Influence of Perceptions: How video games shape our understanding of history | StaffNet

Influence of perceptions: Dr Nicky Nielsen, an Egyptology academic in the School of Arts, Languages ​​and Culture, recently joined YouTuber and Twitch streamer ‘lionheartx10’ as part of the publicity surrounding the gaming giant’s launch SEGA’s Total War: Pharoah.

It is an industry with an estimated 2.5 billion players worldwide with games played on consoles, mobile devices, and VR headsets. How can video games be a tool that offers educational benefits to this global audience?

Influence of Perceptions

Dr Nicky Nielsen, an Egyptology academic in the School of Arts, Languages, ​​and Culture, recently joined YouTuber and Twitch streamer ‘lionheartx10’ as part of the publicity surrounding the gaming giant’s launch of SAW. Total War: Pharaoh.

Following the livestream event, Dr. Nielsen provided insight into how video game representations of history can enhance public knowledge in an engaging and educational way.

Dr. Nielsen said: “First, anything that can help visualize the ancient world is of great benefit. The ability to interact with, and in some ways immerse in, historical landscapes, events, and characters provides a way of understanding that is very difficult to replicate only in a written format.

“As an Egyptologist, games like Assassins Creed: Origin includes a study tour in Greco-Roman Egypt where the player could freely go to historical sites and find information written about Egyptologists without having to commit to missions or games. It’s certainly a useful way to include historical information and balance the creative liberties taken in the game itself.”

The open-world format of such games gives the gamer the opportunity to play the game in a different way from others, interpreting different elements while playing. How to maintain historical accuracy when creating a game to be played in the modern day continues to be a challenge for historians.

Dr. Nielsen added: “History tends to be both messy and complicated, while games and other creative media require a cleaner structure and plot. This means that, in some cases, historical events are simplified or re-ordered to make sense in the fictionalized environment. A good example of this is the inclusion of The Queen’s Staircase – a significant historical landmark in Nassau – in the game Assassins Creed: Black Flag. The game is set at the beginning of the 18th century but the staircase was not built until 1773-74. However, because it is such a key landmark in the area, the game developers decided to include it despite it not being historically accurate – they also commented on this discrepancy in a very meta way in the game.

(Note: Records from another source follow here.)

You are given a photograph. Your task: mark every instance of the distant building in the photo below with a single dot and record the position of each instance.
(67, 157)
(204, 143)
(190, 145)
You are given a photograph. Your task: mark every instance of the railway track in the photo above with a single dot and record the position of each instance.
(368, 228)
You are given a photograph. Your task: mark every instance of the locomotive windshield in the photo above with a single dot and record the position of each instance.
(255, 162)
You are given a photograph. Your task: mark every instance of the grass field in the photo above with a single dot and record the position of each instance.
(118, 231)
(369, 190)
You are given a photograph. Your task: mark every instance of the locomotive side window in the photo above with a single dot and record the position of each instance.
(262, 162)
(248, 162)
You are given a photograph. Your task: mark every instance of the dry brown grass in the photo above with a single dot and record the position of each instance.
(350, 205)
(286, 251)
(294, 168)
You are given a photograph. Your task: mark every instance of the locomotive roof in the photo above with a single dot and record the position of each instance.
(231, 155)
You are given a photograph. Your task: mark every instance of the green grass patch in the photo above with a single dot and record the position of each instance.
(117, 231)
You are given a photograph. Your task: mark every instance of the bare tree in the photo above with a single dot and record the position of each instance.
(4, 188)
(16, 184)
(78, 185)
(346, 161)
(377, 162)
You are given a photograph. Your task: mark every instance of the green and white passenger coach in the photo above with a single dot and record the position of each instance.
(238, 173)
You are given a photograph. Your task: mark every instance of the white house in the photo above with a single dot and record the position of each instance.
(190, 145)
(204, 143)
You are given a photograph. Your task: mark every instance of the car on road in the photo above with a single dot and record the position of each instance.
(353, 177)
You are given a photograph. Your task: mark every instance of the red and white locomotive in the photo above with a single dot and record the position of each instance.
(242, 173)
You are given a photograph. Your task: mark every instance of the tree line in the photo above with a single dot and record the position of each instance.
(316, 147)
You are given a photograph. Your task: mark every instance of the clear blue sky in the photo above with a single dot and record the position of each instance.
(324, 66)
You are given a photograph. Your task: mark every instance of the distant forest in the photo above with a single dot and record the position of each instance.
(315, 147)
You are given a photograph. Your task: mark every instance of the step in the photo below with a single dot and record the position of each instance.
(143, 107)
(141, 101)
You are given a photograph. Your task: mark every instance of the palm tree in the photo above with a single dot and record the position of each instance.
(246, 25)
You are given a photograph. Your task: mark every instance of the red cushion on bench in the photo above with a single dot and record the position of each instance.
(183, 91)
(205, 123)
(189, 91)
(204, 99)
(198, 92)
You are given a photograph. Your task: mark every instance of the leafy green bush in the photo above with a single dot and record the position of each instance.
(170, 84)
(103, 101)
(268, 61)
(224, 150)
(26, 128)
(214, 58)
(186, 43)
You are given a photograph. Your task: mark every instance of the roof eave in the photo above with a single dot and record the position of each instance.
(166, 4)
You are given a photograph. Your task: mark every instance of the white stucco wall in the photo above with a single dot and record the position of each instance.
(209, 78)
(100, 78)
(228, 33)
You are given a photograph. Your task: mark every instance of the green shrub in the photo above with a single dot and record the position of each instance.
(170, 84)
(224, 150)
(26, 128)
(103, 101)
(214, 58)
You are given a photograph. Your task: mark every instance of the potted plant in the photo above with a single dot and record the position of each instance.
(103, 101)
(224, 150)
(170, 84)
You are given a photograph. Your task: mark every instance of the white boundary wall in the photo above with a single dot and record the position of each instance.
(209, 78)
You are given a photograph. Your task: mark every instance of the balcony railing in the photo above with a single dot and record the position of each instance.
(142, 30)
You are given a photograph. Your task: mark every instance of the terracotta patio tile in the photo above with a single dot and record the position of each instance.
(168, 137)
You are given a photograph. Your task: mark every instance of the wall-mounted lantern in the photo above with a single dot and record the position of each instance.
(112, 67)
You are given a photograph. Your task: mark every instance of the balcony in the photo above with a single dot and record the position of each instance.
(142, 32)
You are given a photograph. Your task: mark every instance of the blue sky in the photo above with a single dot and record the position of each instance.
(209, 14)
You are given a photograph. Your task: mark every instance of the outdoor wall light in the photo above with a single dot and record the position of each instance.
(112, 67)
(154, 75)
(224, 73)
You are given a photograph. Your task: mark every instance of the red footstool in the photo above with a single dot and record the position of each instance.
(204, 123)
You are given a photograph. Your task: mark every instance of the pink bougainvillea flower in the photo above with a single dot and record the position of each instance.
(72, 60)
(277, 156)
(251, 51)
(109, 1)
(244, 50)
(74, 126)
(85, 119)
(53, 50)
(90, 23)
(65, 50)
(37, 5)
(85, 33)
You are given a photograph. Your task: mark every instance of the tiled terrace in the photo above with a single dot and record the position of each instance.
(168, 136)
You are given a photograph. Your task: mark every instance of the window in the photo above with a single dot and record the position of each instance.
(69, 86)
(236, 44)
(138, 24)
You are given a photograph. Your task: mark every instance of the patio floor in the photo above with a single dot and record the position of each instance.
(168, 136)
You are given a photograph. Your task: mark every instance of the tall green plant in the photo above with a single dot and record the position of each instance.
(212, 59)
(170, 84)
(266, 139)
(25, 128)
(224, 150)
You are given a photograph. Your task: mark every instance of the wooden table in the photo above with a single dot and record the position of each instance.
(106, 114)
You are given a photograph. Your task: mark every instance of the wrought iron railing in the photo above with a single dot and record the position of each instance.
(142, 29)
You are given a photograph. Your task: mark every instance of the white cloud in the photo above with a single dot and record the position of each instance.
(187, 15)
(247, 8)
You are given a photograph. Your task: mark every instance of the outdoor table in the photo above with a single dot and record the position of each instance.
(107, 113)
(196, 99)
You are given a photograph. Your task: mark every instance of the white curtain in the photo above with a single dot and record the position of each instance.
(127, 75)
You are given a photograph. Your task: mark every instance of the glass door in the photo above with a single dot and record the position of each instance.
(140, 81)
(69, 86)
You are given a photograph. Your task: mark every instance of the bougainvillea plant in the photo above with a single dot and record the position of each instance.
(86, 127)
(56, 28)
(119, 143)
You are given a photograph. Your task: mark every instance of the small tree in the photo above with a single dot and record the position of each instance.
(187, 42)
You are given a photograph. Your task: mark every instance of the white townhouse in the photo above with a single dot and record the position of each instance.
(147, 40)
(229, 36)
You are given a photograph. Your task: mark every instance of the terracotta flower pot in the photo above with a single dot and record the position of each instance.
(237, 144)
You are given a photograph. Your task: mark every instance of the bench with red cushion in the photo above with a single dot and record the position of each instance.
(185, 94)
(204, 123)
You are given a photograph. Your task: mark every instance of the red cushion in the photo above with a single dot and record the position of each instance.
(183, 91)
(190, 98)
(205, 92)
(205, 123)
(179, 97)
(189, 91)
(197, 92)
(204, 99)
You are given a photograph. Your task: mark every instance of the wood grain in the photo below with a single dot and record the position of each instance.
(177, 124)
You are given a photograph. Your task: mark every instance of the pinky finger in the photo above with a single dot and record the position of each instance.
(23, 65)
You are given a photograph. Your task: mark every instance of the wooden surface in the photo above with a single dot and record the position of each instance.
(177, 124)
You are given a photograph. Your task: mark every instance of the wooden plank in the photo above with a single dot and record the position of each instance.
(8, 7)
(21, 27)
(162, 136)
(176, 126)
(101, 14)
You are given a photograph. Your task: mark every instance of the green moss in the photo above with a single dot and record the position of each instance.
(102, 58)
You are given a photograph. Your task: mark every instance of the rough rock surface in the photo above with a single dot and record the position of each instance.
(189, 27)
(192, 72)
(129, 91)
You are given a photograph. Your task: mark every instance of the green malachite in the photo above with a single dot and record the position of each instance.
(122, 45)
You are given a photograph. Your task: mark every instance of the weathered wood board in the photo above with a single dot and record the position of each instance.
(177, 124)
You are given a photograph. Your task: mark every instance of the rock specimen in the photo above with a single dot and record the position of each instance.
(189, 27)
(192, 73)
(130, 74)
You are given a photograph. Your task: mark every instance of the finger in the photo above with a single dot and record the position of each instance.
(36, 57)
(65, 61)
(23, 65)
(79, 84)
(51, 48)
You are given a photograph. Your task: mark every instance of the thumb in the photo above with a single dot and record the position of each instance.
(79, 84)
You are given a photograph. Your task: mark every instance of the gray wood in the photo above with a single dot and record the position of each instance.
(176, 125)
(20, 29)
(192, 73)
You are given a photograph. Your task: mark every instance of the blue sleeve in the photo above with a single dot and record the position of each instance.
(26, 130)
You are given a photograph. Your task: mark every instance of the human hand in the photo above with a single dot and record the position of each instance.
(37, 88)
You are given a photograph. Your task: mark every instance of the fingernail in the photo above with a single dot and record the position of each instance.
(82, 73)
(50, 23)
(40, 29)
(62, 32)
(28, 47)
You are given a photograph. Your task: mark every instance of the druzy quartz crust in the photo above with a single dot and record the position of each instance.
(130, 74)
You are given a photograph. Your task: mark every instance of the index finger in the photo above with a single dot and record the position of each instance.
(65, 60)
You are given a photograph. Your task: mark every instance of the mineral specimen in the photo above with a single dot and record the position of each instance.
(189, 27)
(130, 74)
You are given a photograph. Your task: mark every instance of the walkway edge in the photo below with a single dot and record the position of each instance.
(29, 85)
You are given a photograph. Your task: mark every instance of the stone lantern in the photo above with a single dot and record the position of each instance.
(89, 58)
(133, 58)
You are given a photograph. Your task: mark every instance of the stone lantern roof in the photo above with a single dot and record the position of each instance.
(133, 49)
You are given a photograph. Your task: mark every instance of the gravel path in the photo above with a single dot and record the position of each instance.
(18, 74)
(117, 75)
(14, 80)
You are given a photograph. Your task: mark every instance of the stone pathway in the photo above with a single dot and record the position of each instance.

“I suspect that ancient Egypt has the same limitations as other historical periods, namely that games need to have a clear plot and structure – and real life often does not work as easily as this. I think an understanding that historical fiction is one thing and historical fact another is helpful. Blurring the line between the two, even if well-intentioned, can often backfire in that it leaves people unable to distinguish the two

This multibillion-dollar industry of billion-dollar players has a significant ability to influence historical understanding while addressing the need for a clear structure in the game that may begin to question some of these accuracies. In general, video games can be a useful tool for understanding history, but it is a challenge to sometimes tell the difference between the real and virtual world.